Part 1: 1986
I attended a small Division III college in Minnesota (Carleton) without athletic scholarships. We were all students first, and competed simply for the love of the sport. For most of my college career, a trip to the Drake Relays was not on my radar. Some years our sprinters were competitive enough that our coach would enter a 4 x 100, 4 x 400, or a sprint medley team, but we distance runners would have been out of our element in the heightened atmosphere of such a exclusive meet.
But near the end of my senior season, Coach Bill Terriquez surprised me and other senior milers with a chance to run the University and College 4 x 1600-Meter Relay at Drake. It was a nice gesture; a “gift” to us for our four years of dedication to the track program. We would certainly not be in the running for a podium finish. We would probably finish near the back of the pack, perhaps even bringing up the rear. But it was an exciting opportunity, and we knew we would give it our best shot, and possibly run the races of our lives in front of a packed stadium.
The sprinters and the milers piled into one of the college vans and set off south toward Des Moines, settling into our hotel and soaking up the atmosphere as the city buzzed with excitement about one of its biggest events of the year. In the morning we milers headed out for an easy run through town to loosen up. We merged in with a large group of runners heading along one of the main streets, only noticing after a block or two that they were all wearing race bibs. We had accidentally crashed a local road race! We sheepishly turned away from the race course and continued our run on quieter streets.
On race day (sunny and around 80 degrees), the stadium was a flurry of activity. We picked up our race packets and stayed out of the sun in the adjacent gym. I was used to getting nervous before races, but my adrenal glands were on especially high alert this time as the crowd roared in response to every event outside.
Finally it was time for our race to begin. Drake Stadium is a big bowl, with grandstands almost completely circling the track, the seats almost reaching ground level. The crowd is right on top of the runners, and you can see and hear them throughout the race, a colorful, roaring blur that never dissipates. I was our second runner, so the nervousness continued well past the starting gun.
As anticipated, we quickly fell into a spot near the back of the pack, but our runner was at or close to PR pace, and just being at such an historic meet was reward enough. Then it was time for me to line up and await the handoff from my teammate. I tried not to let the deafening crowd and colorful scene overwhelm me and lure me into a overly optimistic pace, and I was mostly successful. I ended up passing two other teams during my leg and coming close to a mile PR by the time I staggered home to hand off to our third runner, so I was happy with my performance.
Our final two runners gave it their all and also came close to PRs. Although we finished last of 43 teams by 4 seconds (two minutes behind 1st place Indiana University), we had still averaged 4:34 pace, and we were proud of our effort and grateful to be able to compete on such an amazing stage.

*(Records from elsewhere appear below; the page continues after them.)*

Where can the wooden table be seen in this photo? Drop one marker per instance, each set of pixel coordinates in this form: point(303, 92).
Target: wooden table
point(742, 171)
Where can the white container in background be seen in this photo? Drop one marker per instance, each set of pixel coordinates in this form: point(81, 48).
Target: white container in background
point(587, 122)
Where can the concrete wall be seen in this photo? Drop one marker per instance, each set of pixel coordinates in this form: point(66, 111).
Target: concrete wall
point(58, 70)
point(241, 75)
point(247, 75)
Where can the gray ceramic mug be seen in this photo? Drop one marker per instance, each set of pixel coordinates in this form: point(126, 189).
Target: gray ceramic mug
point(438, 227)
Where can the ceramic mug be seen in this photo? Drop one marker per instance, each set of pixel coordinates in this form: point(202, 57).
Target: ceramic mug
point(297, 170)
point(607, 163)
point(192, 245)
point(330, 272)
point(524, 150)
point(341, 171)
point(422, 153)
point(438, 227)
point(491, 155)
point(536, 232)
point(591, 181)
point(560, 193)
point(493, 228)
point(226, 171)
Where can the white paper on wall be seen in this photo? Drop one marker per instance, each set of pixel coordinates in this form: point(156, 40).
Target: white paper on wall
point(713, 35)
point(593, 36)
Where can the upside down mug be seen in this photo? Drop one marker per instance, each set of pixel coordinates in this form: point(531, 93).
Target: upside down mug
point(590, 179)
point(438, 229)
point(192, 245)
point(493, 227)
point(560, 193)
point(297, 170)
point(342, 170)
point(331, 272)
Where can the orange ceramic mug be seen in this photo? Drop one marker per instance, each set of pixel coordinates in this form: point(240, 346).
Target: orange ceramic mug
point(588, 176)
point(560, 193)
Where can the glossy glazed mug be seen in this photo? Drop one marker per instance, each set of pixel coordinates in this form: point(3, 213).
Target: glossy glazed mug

Later, outside the stadium, I bought a T-shirt from one of the street vendors, because I knew this would be one race I would never forget. Back at Carleton, one of the sprinters and I headed straight from the van to our mailboxes. Among my mail was a note informing me that my thesis had passed “with distinction”. That news capped off a great weekend. My sprinter friend congratulated me. I was ready to graduate!